‘Do we care about player safety?’ Casino boss wants mandatory pokies reform
The chief executive of Australia’s largest casino says the gambling industry has a social responsibility to look after its customers and carded play should be mandatory for poker machines if governments are serious about reducing gambling harm.
Crown Melbourne CEO Mike Volkert said there had been a significant reduction in gambling harm among its patrons since it installed mandatory carded play on its 2600 poker machines last December, and the financial impact was the cost of doing business in a regulated industry.
“We’re not a corner store – we don’t have a right to exist,” Volkert said. “We have a licence, and with that comes obligations.”
The NSW government’s independent panel on gambling reform recommended in a report released on Tuesday that “account-based gambling” should be mandatory for poker machines in pubs and clubs under a model broadly consistent with the one Crown has introduced.
But industry groups have rejected the proposal, saying it is not supported by evidence and will severely affect revenue and jobs.
Gambling revenue at Star Entertainment plunged 15.5 per cent in the first four weeks after Star Sydney was required to introduce mandatory carded play and $5000 cash limits in October.
Crown, which spent more than $20 million developing its technology, has been forced to slash 1000 jobs since it was introduced to its Melbourne casino.
ClubsNSW said tens of thousands of jobs could be lost and venues could close across the state if the model was applied to clubs.
“The economic and societal impact if similar job losses were to be experienced across the industry is likely to far outweigh the marginal reduction in gambling harm and money-laundering that account-based play for gaming machines might bring about,” it argued in feedback to the executive committee.

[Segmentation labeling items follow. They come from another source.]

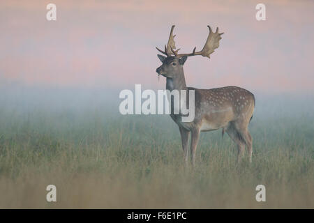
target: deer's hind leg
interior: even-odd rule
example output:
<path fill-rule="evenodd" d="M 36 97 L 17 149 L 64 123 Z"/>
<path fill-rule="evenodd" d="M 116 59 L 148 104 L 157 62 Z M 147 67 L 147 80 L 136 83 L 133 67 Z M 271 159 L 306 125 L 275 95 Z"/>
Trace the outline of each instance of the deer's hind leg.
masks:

The casinos have lobbied the government to make carded play mandatory across the sector to level the playing field.
Volkert said unless the whole gambling industry was forced to play by the same rules, people would simply play pokies at other venues.
“If it’s voluntary, you have to ask yourself – do we really care about player safety or not?”
More than 400,000 people have signed up to Crown’s technology, which the Victorian government made a condition of its licence after an inquiry found it had facilitated money-laundering and disregarded its legal and ethical obligations to people with gambling problems.
Players’ personal accounts are linked to a central database, stating how much they are prepared to lose, and the only information passed onto the casino to activate their cards is whether the player can gamble according to their limits.
Volkert said public sentiment towards poker machines had shifted and industry needed to take player health into account if it wanted a sustainable future, comparing the current angst to the public health response to smoking in the 1990s.
“At some point we decided as a society we weren’t going to allow smoking indoors … and if you lit up in a restaurant now, people would freak out.”